Operazione “Insula”: appalto per favorire la cosca Arena, la Girasole ancora ai domiciliari
La Guardia di Finanza di Crotone ha eseguito, nella mattinata, sei nuovi provvedimenti di custodia cautelare, disposti dal GIP di Catanzaro su richiesta Direzione Distrettuale Antimafia, nell’ambito dell’indagine, denominata “Insula”, che nel dicembre scorso portò all’arresto di esponenti di spicco della cosca Arena di Isola Capo Rizzuto ed ai domiciliari l’ex sindaco del comune, Carolina Girasole.
L’ordinanza di oggi nasce da altri approfondimenti investigativi effettuati, su disposizione della Dda di Catanzaro, dalle Fiamme Gialle successivamente agli arresti del 3 dicembre. Grazie agli elementi acquisiti ascoltando alcuni testimoni ed esaminando della nuova documentazione, si sarebbe compiuta una ricostruzione della vicenda riguardante l’aggiudicazione della gara pubblica per l’affidamento del servizio di raccolta dei finocchi coltivati su circa 39 ettari di terreno sequestrati e confiscati alla famiglia Arena di Isola.

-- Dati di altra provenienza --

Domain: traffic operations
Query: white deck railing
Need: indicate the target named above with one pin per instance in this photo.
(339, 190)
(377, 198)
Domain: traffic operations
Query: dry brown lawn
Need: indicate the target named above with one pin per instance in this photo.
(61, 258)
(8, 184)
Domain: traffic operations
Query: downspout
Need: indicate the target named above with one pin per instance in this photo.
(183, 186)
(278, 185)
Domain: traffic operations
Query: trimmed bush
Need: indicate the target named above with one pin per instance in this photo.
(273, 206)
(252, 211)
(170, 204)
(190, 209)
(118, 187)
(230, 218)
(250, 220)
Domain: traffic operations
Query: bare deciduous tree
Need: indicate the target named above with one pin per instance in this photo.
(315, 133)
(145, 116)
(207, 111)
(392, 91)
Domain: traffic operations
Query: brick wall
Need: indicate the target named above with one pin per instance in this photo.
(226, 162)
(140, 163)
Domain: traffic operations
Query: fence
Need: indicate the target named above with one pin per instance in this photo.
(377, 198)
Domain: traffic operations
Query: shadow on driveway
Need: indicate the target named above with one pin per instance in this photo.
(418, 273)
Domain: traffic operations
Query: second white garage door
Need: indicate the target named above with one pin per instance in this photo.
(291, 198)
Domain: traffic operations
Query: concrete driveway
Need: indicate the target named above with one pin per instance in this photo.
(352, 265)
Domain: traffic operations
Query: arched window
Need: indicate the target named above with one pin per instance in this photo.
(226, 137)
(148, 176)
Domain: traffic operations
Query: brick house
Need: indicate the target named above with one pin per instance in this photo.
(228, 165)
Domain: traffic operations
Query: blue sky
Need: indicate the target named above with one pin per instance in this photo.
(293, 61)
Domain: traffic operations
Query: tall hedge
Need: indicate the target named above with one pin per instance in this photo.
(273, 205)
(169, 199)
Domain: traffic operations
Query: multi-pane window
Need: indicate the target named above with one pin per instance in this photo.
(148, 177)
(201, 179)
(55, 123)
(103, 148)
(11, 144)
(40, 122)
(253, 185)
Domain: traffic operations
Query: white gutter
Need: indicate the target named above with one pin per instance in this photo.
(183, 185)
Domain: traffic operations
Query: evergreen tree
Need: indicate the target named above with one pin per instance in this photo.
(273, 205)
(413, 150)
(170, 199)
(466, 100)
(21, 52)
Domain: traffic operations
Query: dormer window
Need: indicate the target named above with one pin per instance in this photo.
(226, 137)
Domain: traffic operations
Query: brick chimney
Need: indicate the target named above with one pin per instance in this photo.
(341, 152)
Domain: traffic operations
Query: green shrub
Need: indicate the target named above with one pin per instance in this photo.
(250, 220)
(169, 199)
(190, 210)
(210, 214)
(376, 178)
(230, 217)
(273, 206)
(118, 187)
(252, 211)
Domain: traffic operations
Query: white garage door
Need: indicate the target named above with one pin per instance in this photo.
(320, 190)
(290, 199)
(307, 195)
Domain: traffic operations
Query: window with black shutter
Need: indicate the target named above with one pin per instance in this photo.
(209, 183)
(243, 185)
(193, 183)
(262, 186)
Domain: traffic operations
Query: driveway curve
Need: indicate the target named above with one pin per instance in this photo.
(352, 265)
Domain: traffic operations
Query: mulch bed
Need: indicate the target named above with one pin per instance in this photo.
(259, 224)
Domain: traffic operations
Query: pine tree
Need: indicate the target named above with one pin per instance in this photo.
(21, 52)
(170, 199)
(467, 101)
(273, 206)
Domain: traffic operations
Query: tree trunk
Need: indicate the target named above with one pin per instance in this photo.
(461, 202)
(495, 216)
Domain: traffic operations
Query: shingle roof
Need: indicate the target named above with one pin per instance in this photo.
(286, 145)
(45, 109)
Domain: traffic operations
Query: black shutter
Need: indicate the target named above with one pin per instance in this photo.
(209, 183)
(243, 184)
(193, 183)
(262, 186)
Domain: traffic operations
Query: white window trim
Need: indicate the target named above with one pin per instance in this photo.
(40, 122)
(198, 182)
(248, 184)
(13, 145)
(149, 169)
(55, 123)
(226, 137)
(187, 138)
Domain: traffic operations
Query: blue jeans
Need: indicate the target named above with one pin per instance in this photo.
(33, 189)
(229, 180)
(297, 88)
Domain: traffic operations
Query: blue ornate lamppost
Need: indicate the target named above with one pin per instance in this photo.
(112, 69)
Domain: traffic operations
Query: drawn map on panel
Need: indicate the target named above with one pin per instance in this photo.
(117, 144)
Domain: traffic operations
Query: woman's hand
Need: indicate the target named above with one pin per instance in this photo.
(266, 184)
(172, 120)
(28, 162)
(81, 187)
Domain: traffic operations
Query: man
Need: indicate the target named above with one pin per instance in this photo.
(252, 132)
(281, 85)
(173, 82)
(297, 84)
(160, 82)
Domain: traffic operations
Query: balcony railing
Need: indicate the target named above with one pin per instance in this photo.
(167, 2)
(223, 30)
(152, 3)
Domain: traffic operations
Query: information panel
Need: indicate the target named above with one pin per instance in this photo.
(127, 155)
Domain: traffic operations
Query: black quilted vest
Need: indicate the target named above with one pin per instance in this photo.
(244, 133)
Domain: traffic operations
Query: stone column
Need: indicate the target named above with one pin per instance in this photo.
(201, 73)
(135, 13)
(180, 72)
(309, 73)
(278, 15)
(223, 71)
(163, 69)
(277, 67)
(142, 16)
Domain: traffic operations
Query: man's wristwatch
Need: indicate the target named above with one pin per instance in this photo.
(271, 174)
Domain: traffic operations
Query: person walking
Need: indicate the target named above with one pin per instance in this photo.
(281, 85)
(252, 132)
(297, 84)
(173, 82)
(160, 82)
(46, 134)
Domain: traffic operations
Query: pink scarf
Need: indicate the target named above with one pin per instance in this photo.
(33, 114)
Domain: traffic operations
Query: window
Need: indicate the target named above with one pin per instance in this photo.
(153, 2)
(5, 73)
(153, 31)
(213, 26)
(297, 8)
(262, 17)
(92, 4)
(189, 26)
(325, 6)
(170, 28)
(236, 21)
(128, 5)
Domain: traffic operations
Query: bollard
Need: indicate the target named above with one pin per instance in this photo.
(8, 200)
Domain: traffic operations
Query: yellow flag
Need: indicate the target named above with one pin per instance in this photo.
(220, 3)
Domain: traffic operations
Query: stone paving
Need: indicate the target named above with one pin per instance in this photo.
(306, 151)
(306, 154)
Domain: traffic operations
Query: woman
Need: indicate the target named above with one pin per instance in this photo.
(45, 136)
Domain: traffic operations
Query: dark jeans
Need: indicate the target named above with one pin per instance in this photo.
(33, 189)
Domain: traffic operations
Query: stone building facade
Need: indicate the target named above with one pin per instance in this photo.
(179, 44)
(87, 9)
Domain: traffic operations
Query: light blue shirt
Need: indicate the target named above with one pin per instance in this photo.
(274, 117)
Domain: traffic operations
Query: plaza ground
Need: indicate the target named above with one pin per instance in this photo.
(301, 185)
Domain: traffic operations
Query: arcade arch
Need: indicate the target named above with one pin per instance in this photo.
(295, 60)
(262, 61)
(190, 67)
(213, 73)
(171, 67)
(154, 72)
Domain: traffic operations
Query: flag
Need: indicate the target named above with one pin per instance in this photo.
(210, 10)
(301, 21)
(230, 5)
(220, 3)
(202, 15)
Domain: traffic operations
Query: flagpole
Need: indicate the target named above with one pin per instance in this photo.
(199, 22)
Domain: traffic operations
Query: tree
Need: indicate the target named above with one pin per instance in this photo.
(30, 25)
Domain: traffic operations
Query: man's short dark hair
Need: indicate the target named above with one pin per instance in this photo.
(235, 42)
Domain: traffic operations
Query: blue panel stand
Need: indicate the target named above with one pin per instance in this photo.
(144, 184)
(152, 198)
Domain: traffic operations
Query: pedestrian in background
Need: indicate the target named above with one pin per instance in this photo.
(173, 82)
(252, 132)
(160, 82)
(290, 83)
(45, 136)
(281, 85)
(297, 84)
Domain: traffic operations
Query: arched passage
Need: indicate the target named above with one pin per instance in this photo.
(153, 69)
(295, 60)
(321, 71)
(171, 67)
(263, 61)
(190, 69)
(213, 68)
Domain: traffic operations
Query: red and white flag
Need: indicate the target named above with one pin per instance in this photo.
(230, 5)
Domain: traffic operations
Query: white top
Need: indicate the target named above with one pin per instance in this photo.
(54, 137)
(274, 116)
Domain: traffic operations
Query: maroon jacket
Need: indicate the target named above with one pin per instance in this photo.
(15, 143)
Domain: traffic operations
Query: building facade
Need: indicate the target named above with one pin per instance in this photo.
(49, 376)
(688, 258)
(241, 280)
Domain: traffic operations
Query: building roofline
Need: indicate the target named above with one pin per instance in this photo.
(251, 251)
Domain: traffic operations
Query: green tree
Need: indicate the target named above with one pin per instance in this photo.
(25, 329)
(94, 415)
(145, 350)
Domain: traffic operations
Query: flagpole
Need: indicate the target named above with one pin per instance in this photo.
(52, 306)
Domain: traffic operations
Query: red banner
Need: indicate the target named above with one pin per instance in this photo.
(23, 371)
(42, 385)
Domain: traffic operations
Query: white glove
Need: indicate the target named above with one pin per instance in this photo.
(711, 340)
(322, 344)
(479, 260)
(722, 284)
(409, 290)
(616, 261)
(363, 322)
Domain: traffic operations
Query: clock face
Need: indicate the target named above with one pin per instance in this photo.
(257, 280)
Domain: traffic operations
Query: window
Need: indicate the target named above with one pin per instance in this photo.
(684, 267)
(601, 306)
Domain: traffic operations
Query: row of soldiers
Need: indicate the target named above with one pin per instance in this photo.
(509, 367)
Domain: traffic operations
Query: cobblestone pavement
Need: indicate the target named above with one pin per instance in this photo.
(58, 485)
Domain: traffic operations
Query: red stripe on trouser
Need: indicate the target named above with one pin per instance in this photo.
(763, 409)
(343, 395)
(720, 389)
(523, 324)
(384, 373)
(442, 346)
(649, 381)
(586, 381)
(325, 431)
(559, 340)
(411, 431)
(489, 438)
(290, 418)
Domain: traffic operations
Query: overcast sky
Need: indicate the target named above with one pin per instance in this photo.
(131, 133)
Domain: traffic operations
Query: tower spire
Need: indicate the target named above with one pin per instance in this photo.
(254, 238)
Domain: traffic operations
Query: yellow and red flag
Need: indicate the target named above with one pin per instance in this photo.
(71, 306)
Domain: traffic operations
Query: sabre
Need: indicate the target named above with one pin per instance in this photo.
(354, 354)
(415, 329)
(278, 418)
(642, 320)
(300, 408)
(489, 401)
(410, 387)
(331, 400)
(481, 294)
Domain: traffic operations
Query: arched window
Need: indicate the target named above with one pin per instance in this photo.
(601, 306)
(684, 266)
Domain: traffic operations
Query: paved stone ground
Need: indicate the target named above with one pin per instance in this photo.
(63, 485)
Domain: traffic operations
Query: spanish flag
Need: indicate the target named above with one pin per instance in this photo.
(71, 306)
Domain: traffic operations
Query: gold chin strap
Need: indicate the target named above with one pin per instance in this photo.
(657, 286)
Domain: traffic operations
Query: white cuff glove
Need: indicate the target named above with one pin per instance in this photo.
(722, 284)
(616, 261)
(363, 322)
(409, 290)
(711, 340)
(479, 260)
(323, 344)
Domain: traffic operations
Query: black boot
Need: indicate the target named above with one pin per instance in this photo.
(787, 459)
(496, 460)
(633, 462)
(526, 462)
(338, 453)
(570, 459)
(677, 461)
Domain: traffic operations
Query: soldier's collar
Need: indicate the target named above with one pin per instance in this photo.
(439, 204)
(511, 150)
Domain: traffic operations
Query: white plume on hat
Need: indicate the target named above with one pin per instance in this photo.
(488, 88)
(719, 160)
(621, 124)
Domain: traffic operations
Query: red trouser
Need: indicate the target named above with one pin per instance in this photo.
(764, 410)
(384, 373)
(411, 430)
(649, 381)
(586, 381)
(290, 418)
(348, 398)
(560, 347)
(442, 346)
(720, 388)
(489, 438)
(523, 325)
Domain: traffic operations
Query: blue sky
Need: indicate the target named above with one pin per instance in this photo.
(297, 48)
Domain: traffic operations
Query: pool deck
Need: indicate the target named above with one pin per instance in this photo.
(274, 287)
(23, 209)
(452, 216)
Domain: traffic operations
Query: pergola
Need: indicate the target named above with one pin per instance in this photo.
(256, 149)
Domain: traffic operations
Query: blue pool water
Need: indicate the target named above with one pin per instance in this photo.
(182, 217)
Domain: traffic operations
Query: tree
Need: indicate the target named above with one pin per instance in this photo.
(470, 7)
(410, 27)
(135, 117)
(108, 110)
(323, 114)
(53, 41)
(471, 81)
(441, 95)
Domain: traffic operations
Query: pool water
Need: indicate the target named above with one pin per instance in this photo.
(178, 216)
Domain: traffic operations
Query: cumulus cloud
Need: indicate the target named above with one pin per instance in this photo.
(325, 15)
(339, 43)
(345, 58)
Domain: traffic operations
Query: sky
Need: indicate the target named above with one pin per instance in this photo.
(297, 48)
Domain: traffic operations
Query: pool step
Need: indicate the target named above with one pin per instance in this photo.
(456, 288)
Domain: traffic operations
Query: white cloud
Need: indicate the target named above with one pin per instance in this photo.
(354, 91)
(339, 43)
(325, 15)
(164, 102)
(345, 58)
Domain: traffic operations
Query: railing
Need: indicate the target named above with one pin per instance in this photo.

Alla luce delle nuove indagini, la Procura Distrettuale ha approfondito ed integrato la precedente formulazione dei capi d’imputazione previsti nella prima ordinanza, richiedendo ed ottenendo un’ordinanza di applicazione della custodia cautelare agli arresti domiciliari nei confronti del presunto boss Nicola Arena e del figlio Massimo, misura assorbita da quella della custodia in carcere disposta con il precedente provvedimento; gli arresti domiciliari nei confronti dell’ex sindaco Carolina Girasole, di Francesco Pugliese (già ai domiciliari) e Domenico Battigaglia, Assessore all’agricoltura pro tempore nella giunta Girasole; e gli arresti domiciliari nei confronti di Antonio Demeco, titolare dell’azienda agricola che s’è aggiudicata la procedura di gara (anch’egli già ai domiciliari), anche in questo caso con l’aggravante di aver agito al fine di agevolare le illecite attività della cosca.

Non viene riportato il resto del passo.